Nesse sentido, o gestor contou que a empresa tem “estado a contratar” e que vai “continuar a contratar este ano, devido ao crescimento da plataforma e do aumento de clientes”. Mas consegue a LOQR manter o talento captado? Ricardo Costa garantiu que sim, talvez por estar “mais na linha das startups de inovação do que a banca tradicional”.

“Até hoje, temos conseguido captar talento e fazer as contratações que precisamos. Também temos uma taxa de retenção de talento bastante alta. Até hoje tivemos muito poucas pessoas a sair. Não temos sentido dificuldade a contratar e a reter talento””, disse.

O managing partner da Fingeste, Carlos Carvalho, afirmou que também a consultora está a recrutar, considerando “absolutamente essencial dar formação às pessoas”. Isto porque a formação é importante para responder à procura das empresas-cliente.
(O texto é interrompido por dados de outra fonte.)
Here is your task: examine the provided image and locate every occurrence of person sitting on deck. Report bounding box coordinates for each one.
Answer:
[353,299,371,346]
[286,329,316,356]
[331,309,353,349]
“O nosso grande desafio é manter este nível de formação”, disse, referindo que a formação oferecida é cada vez menos técnica e mais tecnológica e de processos.
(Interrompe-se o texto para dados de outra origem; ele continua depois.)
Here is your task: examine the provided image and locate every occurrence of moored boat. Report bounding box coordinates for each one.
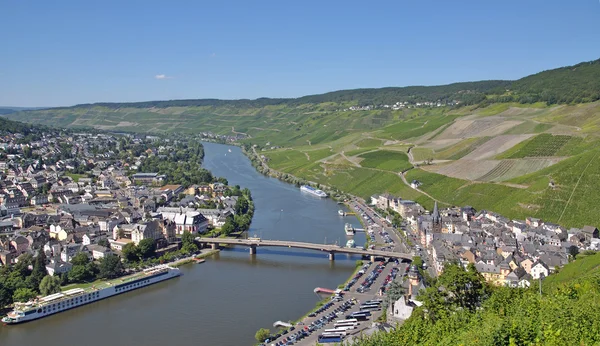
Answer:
[2,265,181,324]
[300,185,327,198]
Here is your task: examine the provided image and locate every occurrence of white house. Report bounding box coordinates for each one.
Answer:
[531,261,550,280]
[46,259,73,276]
[87,244,112,259]
[393,296,423,320]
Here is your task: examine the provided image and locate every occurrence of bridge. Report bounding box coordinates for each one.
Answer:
[196,237,413,261]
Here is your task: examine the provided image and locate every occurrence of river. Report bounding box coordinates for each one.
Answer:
[0,143,365,346]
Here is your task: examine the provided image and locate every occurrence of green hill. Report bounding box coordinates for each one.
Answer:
[353,254,600,346]
[7,60,600,227]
Mas há um pormenor que preocupa Carlos Carvalho: “Nós assistimos alguns clientes internacionais na área de tecnologias de informação (TI) em aquisições, em Portugal, e muitas vezes perguntamos ‘porquê Portugal?’ O que nos dizem é que os recursos que existem, sobretudo em TI, são extremamente competentes”. Ora, isso gera “uma procura elevada de operadores internacionais, mas as empresas nacionais têm dificuldade em contratar pessoal de TI porque são escassos para a procura que existe”.

Já Dario Coffetti, diretor-geral do Oney Bank Portugal afirmou que o estímulo à inovação e formação é interno. Nesse sentido, Coffeti considerou que é o ambiente de trabalho que mais contribuiu para o trabalhador ser um agente de inovação, respondendo aos desafios colocados pelo Oney Bank.
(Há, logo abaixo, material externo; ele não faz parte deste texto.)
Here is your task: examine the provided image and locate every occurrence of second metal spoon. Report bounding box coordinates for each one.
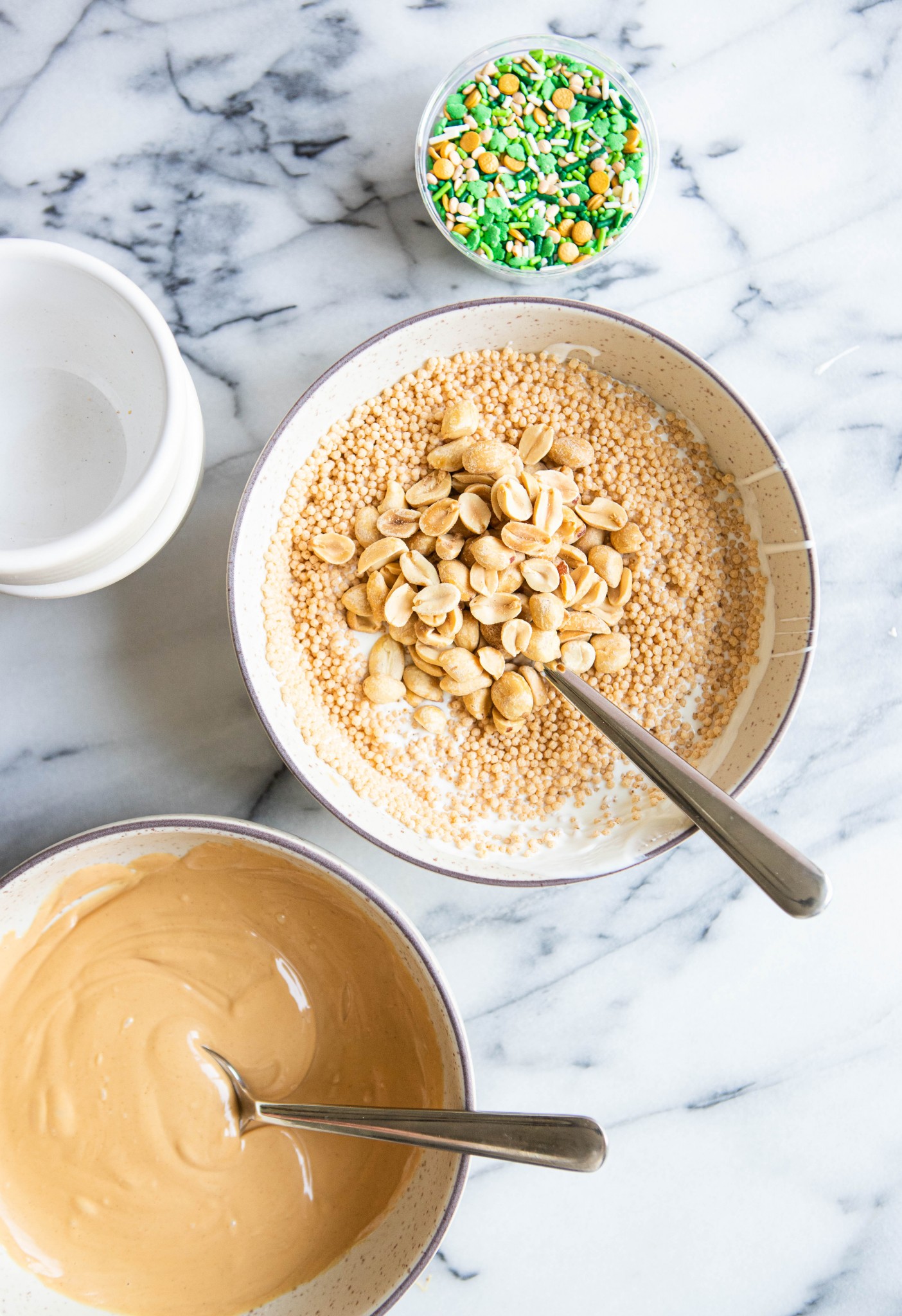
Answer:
[204,1046,608,1171]
[542,666,831,919]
Pedro Mata, deputy CEO do Credibom, por sua vez, lembrou que a banca tradicional tem “a sua operação suportada num frame de legacy”, embora “os processos do negócio sejam cada vez mais suportados em ecossistemas com a componente tecnológica”.

Assim, “inovação já não é um processo meramente interno” no Credibom. “A inovação vem de fora e exige uma constante adaptação”, tendo em conta o conhecimento e a base tecnológica diferentes que as novas tecnologias trazem para a operação bancária. “Por exemplo vídeo é fundamental para negócios à distância”, ilustrou.

Nesse sentido, Pedro Mata afirmou que hoje os bancos já precisam de data centers próprios para alojar a informação e não só os recursos humanos precisam de conhecimento técnico, como o próprio negócio está mais tecnológico.

Contudo, alertou para a “dificuldade” de contratar trabalhadores especializados em Lisboa, dada a sua escassez face à procura de grandes tecnológicas estrangeiras. Por isso, revelou que o Credibom, em Portugal, tem contratado no mercado brasileiro.

Quantidade no mercado brasileiro é muito maior. Dificuldade em Lisboa. Recursos escassos e caros.

No caso da ActivTrades, o analista Ricardo Evangelista referiu que as questões de R&D da corretora online é gerida a partir de Sófia, na Bulgária, onde o grupo tem uma sucursal.

No caso do BNP Paribas Factor Portugal, o CEO do organismo, Luís Augusto, disse que a empresa “continua a contratar de forma muito agressiva em várias áreas”. Mas a formação é feita à medida das funções, “com o benefício de integrar um grupo internacional onde os trabalhadores podem beneficiar de um campus próprio”.